Sector-wise distribution of digital capabilities

Automotive and banking are not far behind – the latter being pushed as a result of dwindling profitability. Insurance, utilities and consumer products have all seen a spike in readiness, but not nearly as significant as other industries.

The talent gap?

And its not just quantitative progress. Businesses are improving the quality of their transformation as well. Back in 2018, many organisations were investing in the right technology, but their talent and culture was lacking digital readiness. Indeed, a digital-first culture is a core strategy for successful transformation, as is including employees in the growth journey. 

Come 2020, many have acknowledged this gap. Nearly 70% of organisations now focus on building a digital culture, while over 60% make employees partners in their transformation journey. Talent management is also growing in importance, with a similar share now enjoying the capacity to make the most of digital talent.

Talent & culture initiatives take precedent

The only gap remains in building this talent. Faced with a digital skills deficit, businesses have two options: recruit or train. With current market conditions, recruitment is a less desirable option, and there is a deficit of digital talent in the labour market anyway. Upskilling is a good alternative, although most businesses still lack the capacity for this.

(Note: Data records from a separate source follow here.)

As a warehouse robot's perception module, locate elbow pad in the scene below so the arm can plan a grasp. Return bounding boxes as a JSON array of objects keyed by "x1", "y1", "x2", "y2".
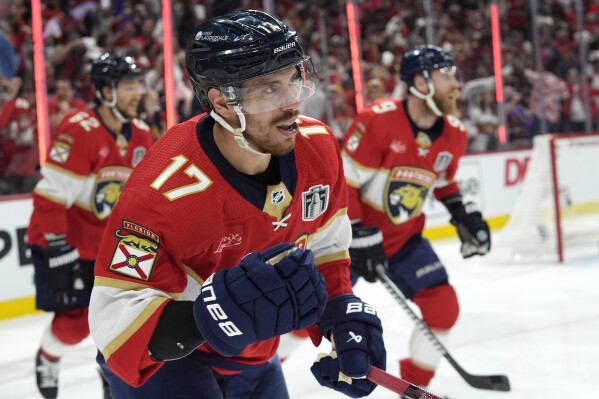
[{"x1": 148, "y1": 301, "x2": 206, "y2": 362}]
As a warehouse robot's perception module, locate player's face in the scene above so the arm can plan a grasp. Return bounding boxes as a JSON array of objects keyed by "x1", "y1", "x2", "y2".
[
  {"x1": 244, "y1": 67, "x2": 300, "y2": 155},
  {"x1": 116, "y1": 79, "x2": 142, "y2": 119},
  {"x1": 431, "y1": 67, "x2": 462, "y2": 114}
]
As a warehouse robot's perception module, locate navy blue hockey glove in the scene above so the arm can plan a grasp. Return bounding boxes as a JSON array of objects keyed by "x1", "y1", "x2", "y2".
[
  {"x1": 42, "y1": 237, "x2": 85, "y2": 308},
  {"x1": 349, "y1": 225, "x2": 387, "y2": 283},
  {"x1": 451, "y1": 202, "x2": 491, "y2": 258},
  {"x1": 193, "y1": 244, "x2": 327, "y2": 356},
  {"x1": 310, "y1": 294, "x2": 387, "y2": 398}
]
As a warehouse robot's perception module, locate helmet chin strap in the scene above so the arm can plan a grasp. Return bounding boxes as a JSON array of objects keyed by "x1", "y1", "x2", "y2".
[
  {"x1": 210, "y1": 104, "x2": 270, "y2": 156},
  {"x1": 96, "y1": 82, "x2": 130, "y2": 123},
  {"x1": 409, "y1": 71, "x2": 443, "y2": 117}
]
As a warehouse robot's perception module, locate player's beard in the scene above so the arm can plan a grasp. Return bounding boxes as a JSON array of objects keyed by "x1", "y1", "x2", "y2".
[
  {"x1": 244, "y1": 111, "x2": 299, "y2": 156},
  {"x1": 116, "y1": 105, "x2": 137, "y2": 119},
  {"x1": 433, "y1": 91, "x2": 460, "y2": 115}
]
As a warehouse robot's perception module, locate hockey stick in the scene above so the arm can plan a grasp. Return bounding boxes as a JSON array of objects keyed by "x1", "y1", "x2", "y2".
[
  {"x1": 376, "y1": 265, "x2": 510, "y2": 392},
  {"x1": 366, "y1": 366, "x2": 442, "y2": 399}
]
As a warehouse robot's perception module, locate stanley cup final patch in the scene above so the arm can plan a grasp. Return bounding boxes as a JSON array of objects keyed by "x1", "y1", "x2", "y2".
[
  {"x1": 109, "y1": 220, "x2": 160, "y2": 281},
  {"x1": 302, "y1": 184, "x2": 329, "y2": 221}
]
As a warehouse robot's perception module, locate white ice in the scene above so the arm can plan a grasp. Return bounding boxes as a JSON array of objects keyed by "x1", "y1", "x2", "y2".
[{"x1": 0, "y1": 240, "x2": 599, "y2": 399}]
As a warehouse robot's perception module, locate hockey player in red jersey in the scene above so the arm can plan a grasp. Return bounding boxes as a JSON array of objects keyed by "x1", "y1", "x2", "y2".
[
  {"x1": 27, "y1": 54, "x2": 153, "y2": 398},
  {"x1": 89, "y1": 10, "x2": 386, "y2": 399},
  {"x1": 342, "y1": 46, "x2": 491, "y2": 386}
]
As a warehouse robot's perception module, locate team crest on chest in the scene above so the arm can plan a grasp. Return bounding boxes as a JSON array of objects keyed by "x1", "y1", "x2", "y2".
[
  {"x1": 384, "y1": 166, "x2": 435, "y2": 224},
  {"x1": 270, "y1": 188, "x2": 285, "y2": 205},
  {"x1": 109, "y1": 220, "x2": 160, "y2": 281},
  {"x1": 433, "y1": 151, "x2": 453, "y2": 172},
  {"x1": 91, "y1": 166, "x2": 131, "y2": 220},
  {"x1": 416, "y1": 131, "x2": 433, "y2": 157},
  {"x1": 302, "y1": 184, "x2": 329, "y2": 221}
]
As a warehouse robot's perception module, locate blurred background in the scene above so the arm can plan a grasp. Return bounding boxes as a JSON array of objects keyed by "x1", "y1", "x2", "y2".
[{"x1": 0, "y1": 0, "x2": 599, "y2": 195}]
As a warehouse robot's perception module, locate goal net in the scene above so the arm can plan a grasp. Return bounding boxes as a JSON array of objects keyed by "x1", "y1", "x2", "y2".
[{"x1": 492, "y1": 134, "x2": 599, "y2": 262}]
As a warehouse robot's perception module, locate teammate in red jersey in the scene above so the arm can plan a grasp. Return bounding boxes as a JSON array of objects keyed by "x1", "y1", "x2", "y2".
[
  {"x1": 27, "y1": 54, "x2": 153, "y2": 398},
  {"x1": 342, "y1": 46, "x2": 491, "y2": 386},
  {"x1": 89, "y1": 10, "x2": 385, "y2": 399}
]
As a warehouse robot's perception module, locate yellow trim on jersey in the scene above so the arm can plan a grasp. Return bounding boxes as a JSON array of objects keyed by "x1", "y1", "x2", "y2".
[
  {"x1": 344, "y1": 157, "x2": 380, "y2": 174},
  {"x1": 33, "y1": 187, "x2": 67, "y2": 206},
  {"x1": 102, "y1": 297, "x2": 168, "y2": 360},
  {"x1": 94, "y1": 276, "x2": 183, "y2": 299},
  {"x1": 314, "y1": 249, "x2": 349, "y2": 266},
  {"x1": 299, "y1": 125, "x2": 329, "y2": 140},
  {"x1": 44, "y1": 163, "x2": 88, "y2": 180},
  {"x1": 183, "y1": 264, "x2": 204, "y2": 285}
]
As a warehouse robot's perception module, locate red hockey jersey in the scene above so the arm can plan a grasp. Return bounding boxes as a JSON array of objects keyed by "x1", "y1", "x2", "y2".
[
  {"x1": 27, "y1": 109, "x2": 154, "y2": 260},
  {"x1": 342, "y1": 99, "x2": 467, "y2": 256},
  {"x1": 89, "y1": 116, "x2": 352, "y2": 386}
]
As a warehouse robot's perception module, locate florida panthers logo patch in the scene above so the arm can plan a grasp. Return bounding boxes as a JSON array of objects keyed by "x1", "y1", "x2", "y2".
[
  {"x1": 302, "y1": 184, "x2": 329, "y2": 221},
  {"x1": 109, "y1": 221, "x2": 160, "y2": 281},
  {"x1": 91, "y1": 166, "x2": 131, "y2": 220},
  {"x1": 385, "y1": 166, "x2": 435, "y2": 224}
]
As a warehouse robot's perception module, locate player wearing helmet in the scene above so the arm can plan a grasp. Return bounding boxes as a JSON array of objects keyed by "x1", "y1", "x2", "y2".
[
  {"x1": 89, "y1": 10, "x2": 385, "y2": 399},
  {"x1": 27, "y1": 54, "x2": 153, "y2": 398},
  {"x1": 342, "y1": 46, "x2": 491, "y2": 386}
]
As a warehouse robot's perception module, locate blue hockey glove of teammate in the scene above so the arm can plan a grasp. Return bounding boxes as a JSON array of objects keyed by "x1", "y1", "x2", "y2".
[
  {"x1": 193, "y1": 244, "x2": 327, "y2": 356},
  {"x1": 310, "y1": 294, "x2": 387, "y2": 398},
  {"x1": 446, "y1": 201, "x2": 491, "y2": 258},
  {"x1": 349, "y1": 224, "x2": 387, "y2": 283},
  {"x1": 42, "y1": 235, "x2": 84, "y2": 307}
]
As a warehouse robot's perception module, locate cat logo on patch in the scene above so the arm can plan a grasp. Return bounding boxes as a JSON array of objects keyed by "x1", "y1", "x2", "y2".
[
  {"x1": 385, "y1": 167, "x2": 435, "y2": 225},
  {"x1": 433, "y1": 151, "x2": 453, "y2": 172},
  {"x1": 49, "y1": 141, "x2": 71, "y2": 163},
  {"x1": 302, "y1": 184, "x2": 329, "y2": 221},
  {"x1": 109, "y1": 229, "x2": 158, "y2": 281}
]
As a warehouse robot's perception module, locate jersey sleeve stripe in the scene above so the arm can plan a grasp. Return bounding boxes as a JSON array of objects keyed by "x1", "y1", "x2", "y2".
[
  {"x1": 94, "y1": 276, "x2": 182, "y2": 299},
  {"x1": 102, "y1": 297, "x2": 168, "y2": 360},
  {"x1": 89, "y1": 286, "x2": 171, "y2": 360}
]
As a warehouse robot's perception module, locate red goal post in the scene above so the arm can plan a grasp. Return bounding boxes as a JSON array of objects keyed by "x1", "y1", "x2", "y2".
[{"x1": 492, "y1": 133, "x2": 599, "y2": 262}]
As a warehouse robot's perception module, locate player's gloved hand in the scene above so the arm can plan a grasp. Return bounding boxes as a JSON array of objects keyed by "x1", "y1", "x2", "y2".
[
  {"x1": 310, "y1": 294, "x2": 387, "y2": 398},
  {"x1": 193, "y1": 243, "x2": 327, "y2": 356},
  {"x1": 42, "y1": 235, "x2": 84, "y2": 306},
  {"x1": 451, "y1": 202, "x2": 491, "y2": 258},
  {"x1": 349, "y1": 225, "x2": 387, "y2": 283}
]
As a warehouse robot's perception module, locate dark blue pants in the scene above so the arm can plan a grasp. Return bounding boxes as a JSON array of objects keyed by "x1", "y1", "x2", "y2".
[
  {"x1": 96, "y1": 352, "x2": 289, "y2": 399},
  {"x1": 350, "y1": 234, "x2": 448, "y2": 299}
]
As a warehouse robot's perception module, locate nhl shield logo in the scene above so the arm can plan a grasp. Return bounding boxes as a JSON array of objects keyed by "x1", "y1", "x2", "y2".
[{"x1": 302, "y1": 184, "x2": 329, "y2": 221}]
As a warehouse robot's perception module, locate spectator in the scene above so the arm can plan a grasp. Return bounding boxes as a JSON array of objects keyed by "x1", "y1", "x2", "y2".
[
  {"x1": 48, "y1": 79, "x2": 86, "y2": 133},
  {"x1": 0, "y1": 80, "x2": 38, "y2": 194},
  {"x1": 524, "y1": 68, "x2": 568, "y2": 135}
]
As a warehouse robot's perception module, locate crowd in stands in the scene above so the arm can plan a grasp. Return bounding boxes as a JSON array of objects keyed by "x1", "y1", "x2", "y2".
[{"x1": 0, "y1": 0, "x2": 599, "y2": 194}]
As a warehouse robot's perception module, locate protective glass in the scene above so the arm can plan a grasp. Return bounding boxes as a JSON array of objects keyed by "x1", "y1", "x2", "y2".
[{"x1": 220, "y1": 57, "x2": 316, "y2": 114}]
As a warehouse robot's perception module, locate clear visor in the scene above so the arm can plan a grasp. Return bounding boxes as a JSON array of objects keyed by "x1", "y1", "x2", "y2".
[{"x1": 220, "y1": 57, "x2": 316, "y2": 114}]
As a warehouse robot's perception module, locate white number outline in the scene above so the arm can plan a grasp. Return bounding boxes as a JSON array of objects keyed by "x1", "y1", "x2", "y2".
[{"x1": 150, "y1": 155, "x2": 212, "y2": 201}]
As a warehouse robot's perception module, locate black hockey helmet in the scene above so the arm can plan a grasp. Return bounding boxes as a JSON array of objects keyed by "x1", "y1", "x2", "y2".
[
  {"x1": 91, "y1": 53, "x2": 142, "y2": 90},
  {"x1": 399, "y1": 45, "x2": 455, "y2": 87},
  {"x1": 186, "y1": 10, "x2": 315, "y2": 113}
]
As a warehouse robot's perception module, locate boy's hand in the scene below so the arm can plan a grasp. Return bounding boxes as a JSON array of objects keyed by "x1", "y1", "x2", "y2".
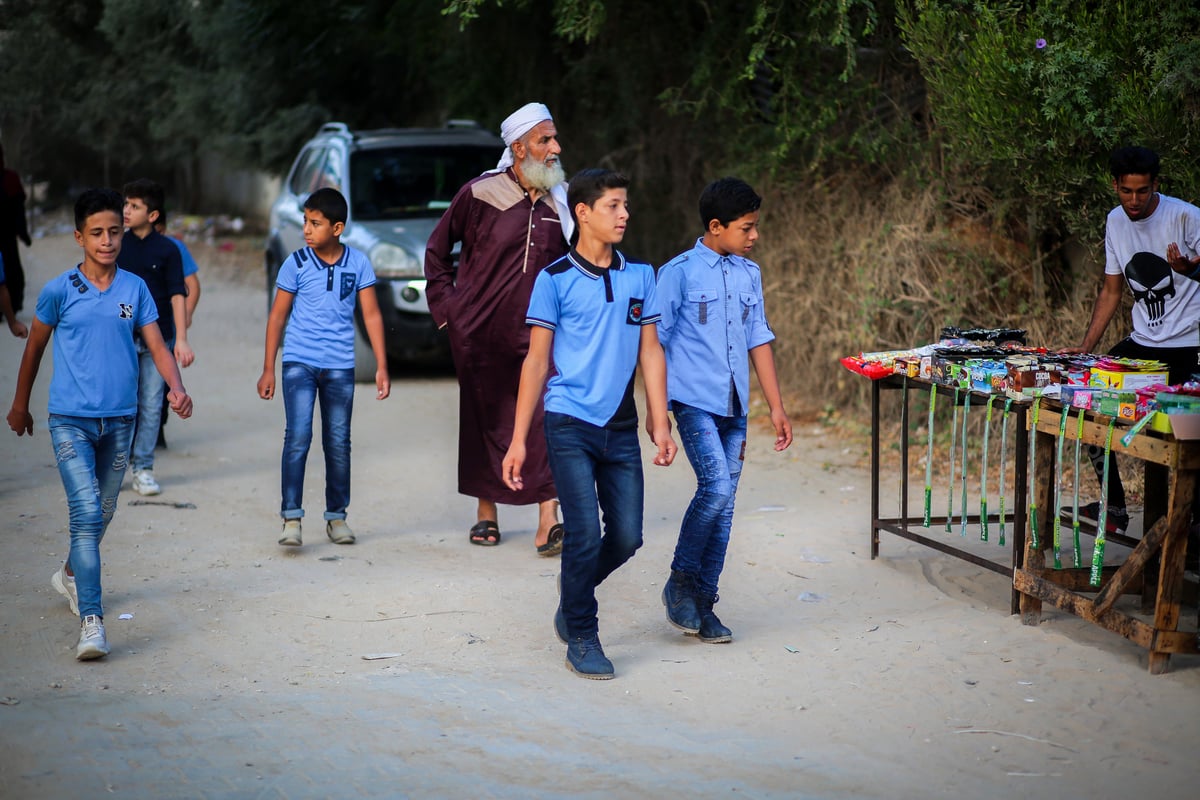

Less than half of all organisations have the learning infrastructure for upskilling. And while these hard digital skills suffer a lack of capacity, key soft skills such as emotional intelligence, adaptability and collaboration – essential for an innovative environment – suffer a lack of intent. Less than half of businesses claim to focus on building soft skills.

According to the researchers, this extra mile is what separates leaders in digital transformation from other businesses. As agility, flexibility and customer focus become cornerstones of the new normal, this gap is likely to come into full focus. While the progress is phenomenal, the way forward is to take a more integral approach to digital transformation.

“By reinventing the employee experience and ways of working, embedding purpose into the operating model, truly becoming a data-powered enterprise, and scaling new business models beyond the pilot stage, organisations can attain digital maturity and demonstrate the resilience required to adapt to future uncertainties,” concluded Crummenerl.